In the end, it is not summits of nation-states that will drive a path that aligns human civilization with natural resilience, but the evolutionary imperative that activates each and every member of the species from below.

“Plants and animals are already changing their habits and behaviors to adapt to a warming world,” Hanson observes, “often with a resourcefulness and flexibility we can learn from as we formulate our own response. When faced with a climate challenge, species don’t simply give up — they do all that they can to adjust.”

He cites the example of sea butterflies hardening their shells to survive in ever-more acidic oceans, or brown bears turning from salmon to red elderberries, ripening much earlier in the warming climes, to obtain the fat reserves they once got from fish.

This “plasticity” that gives a species its edge is common in all successful evolutionary shifts. Yet, Hanson also warns that not all species can survive a warming world when there is no place to escape to. He notes the case of both plants and birds that move up mountain slopes to escape the heat. But, “if entire habitat zones and the creatures within them migrate upslope, then those at the peak are at risk of being pushed out, a scenario dubbed ‘the escalator to extinction.’” In other words, no Planet B.

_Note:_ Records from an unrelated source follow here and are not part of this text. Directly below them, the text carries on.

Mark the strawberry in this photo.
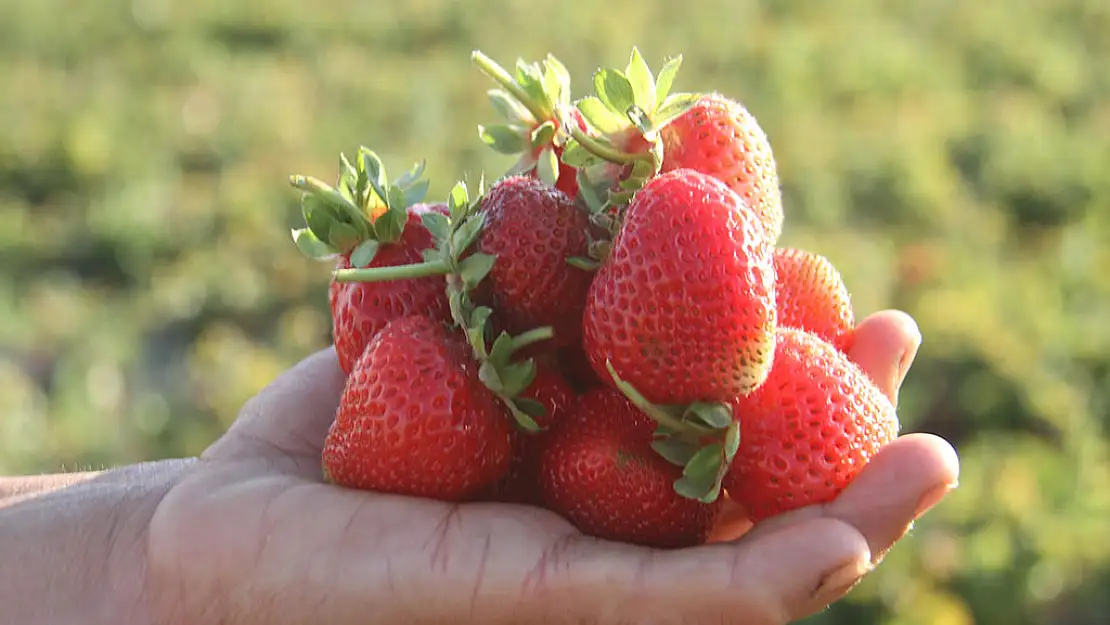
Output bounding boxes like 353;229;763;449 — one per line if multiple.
482;365;577;505
563;48;783;243
471;50;588;198
583;170;776;404
775;248;856;352
475;175;593;346
292;148;451;373
724;327;899;522
337;175;593;349
323;315;513;501
555;343;605;393
659;93;783;242
539;387;719;548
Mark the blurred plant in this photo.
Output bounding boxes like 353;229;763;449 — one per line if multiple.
0;0;1110;625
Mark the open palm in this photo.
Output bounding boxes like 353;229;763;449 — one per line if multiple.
148;312;958;625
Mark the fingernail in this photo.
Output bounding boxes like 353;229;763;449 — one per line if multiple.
814;562;875;601
914;484;956;520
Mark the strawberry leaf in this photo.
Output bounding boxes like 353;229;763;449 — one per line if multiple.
478;123;528;155
486;89;536;122
566;256;602;271
327;223;363;250
359;145;389;201
725;421;740;464
652;54;683;111
351;239;381;268
447;182;470;219
478;361;505;394
490;332;515;370
577;95;628;134
529;120;555;149
501;359;536;401
470;306;493;329
507;397;545;432
674;443;726;503
536;148;558;187
292;228;336;261
683;402;733;430
652;93;702;129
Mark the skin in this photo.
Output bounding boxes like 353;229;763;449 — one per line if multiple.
0;312;958;625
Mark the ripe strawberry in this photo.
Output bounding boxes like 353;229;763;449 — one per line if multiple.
539;389;719;547
583;170;776;404
323;315;513;501
555;343;605;393
775;248;856;352
659;93;783;242
471;51;587;198
293;148;451;373
327;204;451;373
724;327;899;522
482;364;577;505
563;48;783;243
475;175;593;346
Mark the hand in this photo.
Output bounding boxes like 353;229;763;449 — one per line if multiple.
148;312;958;625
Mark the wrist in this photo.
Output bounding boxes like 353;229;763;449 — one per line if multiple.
0;461;191;625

While the fossil-fuel powers of Russia, China, India and Australia — plus U.S. Senator Joe Manchin’s West Virginia — are stalling any leap forward in the midst of a global energy crunch, smaller nations like Denmark have shown how consensus can be reached between idealism and realism. 

“Over the past decade, Denmark’s climate policies have been ambitious and successful,” Fabrizio Tassinari writes in Noema. “The country first reached its targets of a 20% reduction in greenhouse gas emissions and 30% share of renewable energy in 2020, and is now aiming for a 40% reduction in emissions and 55% share of renewables by the end of this decade. A broad cross-party coalition has ensured progress toward the goal of phasing out all fossil fuel production by mid-century. And Copenhagen aims to become the first carbon-neutral capital in the world by 2025. Officials have no qualms in admitting that meeting these objectives is taking heavy public investment.”

The key to Denmark’s success is precisely the kind of innovative flexibility Hanson calls for, bringing civil society, business and government together so that urgency is met with agency.

There are the familiar policies behind its advances, such as improving efficiency and extending financial incentives for investment in renewable energy technology. “But,” Tassinari emphasizes, “Denmark is also seeking ways to stimulate innovation and to make green investments attractive for companies. Together with South Korea and Mexico, in 2011 Denmark launched the Global Green Growth Forum (3GF) to marry bottom-up ideas from corporate and research actors with top-down government support. Companies such as Samsung, Siemens and General Electric joined forces with the likes of UC Berkeley, aided by governments that pledge to create a stable environment for green investments. Civil society, businesses and the media were part of the endeavor.

“Since 2018, the 3GF has become the P4G (Partnering for Green Growth and the Global Goals 2030), which has 12 partner countries, six international organizational partners and over 240 business and civil society partners, all working on more than 50 concrete partnerships aimed at ‘pioneering market-based partnerships to build sustainable and resilient economies’ on everything from Africa’s renewable energy markets to cutting food waste.” 

What underlay all these innovations is the kind of cultural consensus that Hanson spoke of as a precondition to a species shift among humans. That is the good news. The daunting reality is that it is a long road to “get to Denmark” from West Virginia or the coal-producing Shanxi region of China.

The COP26 summit in Glasgow this week will offer a window into whether humans will join with the rest of nature in evolutionary resilience, or be left behind on the escalator to extinction.